Private schools are recording losses, and approximately 4,000 students have left them due to the inability of their parents to pay tuition. At the same time teachers in private schools have seen their wages reduced up to 40% since last month, as the owners are threatening to shut down schools. The crisis, however, brought back the "notebook calculators" even in private schools, as many parents seek additional time from schooladministrations to pay tuition. There are quite a few parents who seek the reduction of fees in order to be consistent and not take their children away from the schools. 

However, the education ministry seems determined to make changes in private education with a bill it is preparing by studying the possibility to give private owners the ability to proceed as they wish with the programs of Foreign Languages ​​and Informatics, regardless of the program in public schools. The deputy minister of education, Evi Christophilopoulou, is likely to choose this solution for private schools, as it favors the recruitment of teachers. Deputy education minister Konstantinos Arvanitopoulos met with a delegation of the Association of Founders of Greek Private Schools. Among other things, they discussed the issue of the new payroll. 

According to the Association, the reduction in the registrations of students came to an average of 5%, with the larger percentages occurring in the lyceum ranks. Letters arrive daily at the ministry of education from private schools that are unable to continue and are threatening to lock down if they don’t proceed to salary reductions. 

On the other hand, and according to the president of private teachers Michalis Kouroutos, teachers indicate that their salaries should not be equated to the wages of civil servants, considering the cuts as illegal. As Kouroutos says, wages in private education increased by 1% -3% from 2004 to 2010, in line with the increases of public servants. 

In contrast, tuition at private schools has increased from 40% to 150%, after being deregulated by Sioufas’ law, while tuition has remained the same in the last two years, by decision of the department of commerce. "Not all schools are moving at the same speed, as there are schools that keep their students, while others are counting losses." 

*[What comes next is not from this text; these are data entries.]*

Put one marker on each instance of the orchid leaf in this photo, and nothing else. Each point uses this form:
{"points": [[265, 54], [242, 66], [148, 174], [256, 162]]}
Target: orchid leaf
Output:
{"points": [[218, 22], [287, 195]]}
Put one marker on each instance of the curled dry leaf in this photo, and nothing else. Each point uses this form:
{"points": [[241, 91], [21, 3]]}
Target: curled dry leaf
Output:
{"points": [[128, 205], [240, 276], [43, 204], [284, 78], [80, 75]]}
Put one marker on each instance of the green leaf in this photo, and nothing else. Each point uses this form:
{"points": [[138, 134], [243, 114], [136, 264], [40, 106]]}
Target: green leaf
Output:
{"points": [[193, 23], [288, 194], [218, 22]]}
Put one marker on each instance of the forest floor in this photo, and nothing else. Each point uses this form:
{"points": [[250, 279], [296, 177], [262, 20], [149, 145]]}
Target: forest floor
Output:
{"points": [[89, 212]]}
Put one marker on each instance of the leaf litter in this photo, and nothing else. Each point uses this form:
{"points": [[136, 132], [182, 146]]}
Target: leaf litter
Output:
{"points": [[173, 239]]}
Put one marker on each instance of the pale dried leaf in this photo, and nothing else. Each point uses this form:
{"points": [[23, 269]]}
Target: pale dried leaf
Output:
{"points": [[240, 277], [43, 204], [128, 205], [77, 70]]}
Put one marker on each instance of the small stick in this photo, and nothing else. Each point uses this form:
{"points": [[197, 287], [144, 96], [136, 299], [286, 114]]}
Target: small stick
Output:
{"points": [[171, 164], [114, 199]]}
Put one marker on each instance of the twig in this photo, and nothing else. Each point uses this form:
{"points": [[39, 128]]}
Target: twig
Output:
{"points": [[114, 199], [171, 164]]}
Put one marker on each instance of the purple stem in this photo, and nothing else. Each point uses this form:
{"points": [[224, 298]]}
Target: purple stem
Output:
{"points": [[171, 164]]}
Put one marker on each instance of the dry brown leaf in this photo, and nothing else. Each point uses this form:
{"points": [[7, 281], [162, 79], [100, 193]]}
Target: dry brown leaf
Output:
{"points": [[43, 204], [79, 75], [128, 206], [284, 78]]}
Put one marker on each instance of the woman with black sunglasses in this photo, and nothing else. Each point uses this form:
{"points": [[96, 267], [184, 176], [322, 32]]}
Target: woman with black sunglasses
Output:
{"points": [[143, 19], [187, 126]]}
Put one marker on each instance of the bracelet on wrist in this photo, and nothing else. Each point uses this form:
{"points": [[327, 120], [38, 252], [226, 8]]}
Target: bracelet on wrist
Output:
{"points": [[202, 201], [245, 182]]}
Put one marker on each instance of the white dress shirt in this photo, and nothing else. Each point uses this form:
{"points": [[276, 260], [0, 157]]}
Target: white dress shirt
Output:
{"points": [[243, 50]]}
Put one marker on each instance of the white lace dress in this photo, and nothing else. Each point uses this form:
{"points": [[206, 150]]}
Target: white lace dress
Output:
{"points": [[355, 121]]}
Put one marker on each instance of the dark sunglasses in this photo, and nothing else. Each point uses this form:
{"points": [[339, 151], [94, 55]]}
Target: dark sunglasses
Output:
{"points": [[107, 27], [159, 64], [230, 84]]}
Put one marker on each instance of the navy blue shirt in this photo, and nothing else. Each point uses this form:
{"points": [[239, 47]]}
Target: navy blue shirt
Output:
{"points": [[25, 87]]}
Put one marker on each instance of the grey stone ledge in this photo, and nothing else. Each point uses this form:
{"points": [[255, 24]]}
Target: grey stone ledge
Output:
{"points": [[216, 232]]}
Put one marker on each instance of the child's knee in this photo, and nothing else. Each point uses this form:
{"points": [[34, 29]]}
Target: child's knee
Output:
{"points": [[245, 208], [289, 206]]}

The chairman of the Association of Founders of Greek Private Schools, Thanasis Zahopoulos, notes that many private schools did not implement the public education reduction but were limited to a 10% cut, in cases where schools do not have a problem. According to reports, 220 ​​private schools are operating throughout the country this year. 

Middle-class parents, even businessmen who are not doing so well, are unable to send their children to private schools. So far, 6 private primary and secondary schools across the country have shut down. In order to save about 800 euros, several parents cut the expense of the school bus by driving their kids to school themselves.